Overshadowed by Matsuzaka? No problem, said Okajima, who came up with a perfect one-liner.
"I am willing to be a hero in the dark," Okajima said through his interpreter.
The Red Sox did not sign Okajima so that he could be Matsuzaka's travel companion. They did so because they think he can be an important cog in their bullpen.
Okajima, who signed with the Red Sox for two years plus an option for 2009 on Nov. 30, offered a glimpse of what he might add, getting two of his outs on curveballs and the third on a fastball.
"I was very nervous and very excited," said Okajima. "Until I got one batter out, my nervousness continued. After I got one more out, I felt better."
The Red Sox weren't reading anything into it either way.
"[It was a] veteran left-hander getting his first inning of Spring Training," said Red Sox manager Terry Francona. "He spun a couple of breaking balls, one he left up, a couple he threw OK to left-handers. It's an inning getting back acclimated to competition, just like everybody else."
The 30-year-old Okajima is a veteran of 439 games in Japanese professional baseball, going 34-32 with a 3.36 ERA.
Manny back at it: Sox slugger Manny Ramirez made his Spring Training debut, fouling out to the catcher and drawing a walk in two plate appearances.
But in general, Ramirez did not look like a man who reported to camp six days after the other position players.
The first swing Ramirez took was a certified rip. Instead of putting it into the seats, Ramirez fouled it straight back.

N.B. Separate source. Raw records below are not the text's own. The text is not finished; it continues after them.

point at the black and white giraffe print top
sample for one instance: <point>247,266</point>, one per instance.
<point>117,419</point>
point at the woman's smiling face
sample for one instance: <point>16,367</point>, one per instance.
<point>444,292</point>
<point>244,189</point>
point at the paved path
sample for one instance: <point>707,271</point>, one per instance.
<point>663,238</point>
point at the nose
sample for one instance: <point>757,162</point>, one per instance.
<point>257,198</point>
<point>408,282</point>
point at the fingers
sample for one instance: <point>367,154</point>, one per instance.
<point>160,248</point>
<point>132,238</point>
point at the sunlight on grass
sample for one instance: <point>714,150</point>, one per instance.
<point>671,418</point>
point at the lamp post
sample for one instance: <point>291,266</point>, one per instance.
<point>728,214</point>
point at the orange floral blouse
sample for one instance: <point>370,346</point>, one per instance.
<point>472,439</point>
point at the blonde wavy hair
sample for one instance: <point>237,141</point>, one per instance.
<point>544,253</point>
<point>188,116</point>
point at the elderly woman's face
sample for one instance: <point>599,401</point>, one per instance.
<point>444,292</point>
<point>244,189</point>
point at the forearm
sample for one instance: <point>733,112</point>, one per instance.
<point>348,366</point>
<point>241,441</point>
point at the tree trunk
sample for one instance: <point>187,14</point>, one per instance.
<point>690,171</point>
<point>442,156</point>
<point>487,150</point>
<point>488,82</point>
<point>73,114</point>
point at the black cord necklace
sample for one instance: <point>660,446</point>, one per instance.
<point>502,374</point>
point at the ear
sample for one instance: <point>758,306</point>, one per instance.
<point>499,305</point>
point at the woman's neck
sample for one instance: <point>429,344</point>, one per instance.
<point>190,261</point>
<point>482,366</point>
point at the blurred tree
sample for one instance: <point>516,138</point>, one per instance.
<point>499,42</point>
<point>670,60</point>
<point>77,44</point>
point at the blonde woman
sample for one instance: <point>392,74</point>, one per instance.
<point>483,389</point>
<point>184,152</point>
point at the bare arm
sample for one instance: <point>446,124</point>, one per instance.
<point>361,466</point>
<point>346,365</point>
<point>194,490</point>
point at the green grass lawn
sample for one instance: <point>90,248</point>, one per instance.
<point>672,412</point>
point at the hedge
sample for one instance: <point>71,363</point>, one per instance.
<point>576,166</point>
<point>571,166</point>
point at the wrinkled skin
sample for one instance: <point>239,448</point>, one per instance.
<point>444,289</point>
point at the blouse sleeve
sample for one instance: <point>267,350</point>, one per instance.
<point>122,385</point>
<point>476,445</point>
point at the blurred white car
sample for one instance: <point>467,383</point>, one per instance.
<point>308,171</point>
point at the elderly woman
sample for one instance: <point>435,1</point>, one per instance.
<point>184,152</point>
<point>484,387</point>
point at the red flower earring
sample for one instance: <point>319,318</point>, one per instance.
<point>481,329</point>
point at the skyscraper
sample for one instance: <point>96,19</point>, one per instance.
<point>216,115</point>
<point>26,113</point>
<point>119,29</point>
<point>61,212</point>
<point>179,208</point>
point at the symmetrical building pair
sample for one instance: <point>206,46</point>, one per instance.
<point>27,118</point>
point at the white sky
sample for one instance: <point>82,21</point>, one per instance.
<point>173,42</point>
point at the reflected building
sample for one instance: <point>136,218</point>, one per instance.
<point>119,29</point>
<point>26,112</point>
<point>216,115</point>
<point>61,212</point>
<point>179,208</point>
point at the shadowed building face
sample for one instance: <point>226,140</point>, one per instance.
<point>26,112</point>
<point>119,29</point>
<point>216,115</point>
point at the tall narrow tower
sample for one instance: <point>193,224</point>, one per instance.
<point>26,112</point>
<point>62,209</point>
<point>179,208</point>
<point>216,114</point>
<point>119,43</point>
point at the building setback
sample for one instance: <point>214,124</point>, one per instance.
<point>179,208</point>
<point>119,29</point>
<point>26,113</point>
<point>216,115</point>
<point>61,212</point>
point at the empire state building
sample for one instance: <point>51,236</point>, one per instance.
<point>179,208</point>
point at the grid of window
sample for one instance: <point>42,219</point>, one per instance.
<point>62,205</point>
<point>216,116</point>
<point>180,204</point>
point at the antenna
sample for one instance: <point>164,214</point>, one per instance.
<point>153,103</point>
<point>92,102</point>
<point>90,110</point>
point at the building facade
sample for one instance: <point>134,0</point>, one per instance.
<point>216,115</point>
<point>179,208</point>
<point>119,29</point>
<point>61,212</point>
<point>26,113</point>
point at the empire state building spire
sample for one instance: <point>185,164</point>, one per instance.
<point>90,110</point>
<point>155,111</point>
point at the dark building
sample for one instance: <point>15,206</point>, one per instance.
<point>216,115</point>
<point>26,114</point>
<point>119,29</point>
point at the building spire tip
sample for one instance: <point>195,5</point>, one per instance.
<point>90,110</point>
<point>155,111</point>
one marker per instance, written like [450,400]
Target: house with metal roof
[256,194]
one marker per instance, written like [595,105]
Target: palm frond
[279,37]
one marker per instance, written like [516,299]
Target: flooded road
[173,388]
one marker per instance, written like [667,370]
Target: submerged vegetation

"I don't know how a guy can come out of winter and, first at-bat, have your head be so still," said Francona. "I just don't know how you do it. I'm glad he's with us because he's special. Even David [Ortiz] is laughing. He says, 'I don't know how the guy does it.'"
Snyder out of options: The Red Sox will take a long, hard look at right-hander Kyle Snyder this spring. The swingman is in competition for the lone bullpen spot that is up for grabs. Snyder is out of options, meaning there'd be a good chance the Red Sox would lose him on waivers if he doesn't make the team.
The righty got the start in Friday's game against the Blue Jays and looked strong, striking out four over two innings.
Though Snyder's overall numbers weren't impressive after the Red Sox claimed him off waivers last June, the team saw glimpses of what they think he can become.
"We can only carry 25 [players] but we really like him," said Francona. "And he's far enough removed from surgery now. This might be his first spring in a long time where there hasn't been arm issues. Again, we want to get a real good look at him while he's healthy, because you don't ever want to lose a pitcher that can pitch."
Snyder knows full-well what his situation is.
"I'm prepared to fill whatever role this organization sees fit with respect to myself," said Snyder. "I'm here to help the ballclub however I can. I'm here to compete for a job, the one job that we have. I understand the potential for myself at the end of this Spring Training and there's a very good chance I could be somewhere else. I'm here preparing for the 2007 season and I hope to be able to contribute to this organization."
Snyder is battling Manny Delcarmen, Craig Hansen, Devern Hansack and others for the final roster sot.
Hansen makes progress, Timlin still on hold: In the daily update of ailing backs, right-hander Craig Hansen was cleared to throw a side session. However, Mike Timlin, who had an oblique spasm on Sunday, is still waiting.
"Until he's completely pain-free, we're not letting him go on the mound," said Francona. "I think he thinks he can pitch. Again, we've been through it so many times, we just don't want something bad to happen."
Coming up: Tim Wakefield and Jonathan Papelbon, both of whom will start the season in the rotation, will share the pitching load in Saturday afternoon's game against the Phillies. Both pitchers will go two innings. The Phillies counter with right-hander Adam Eaton. First pitch is slated for 1:05 p.m. ET at City of Palms Park.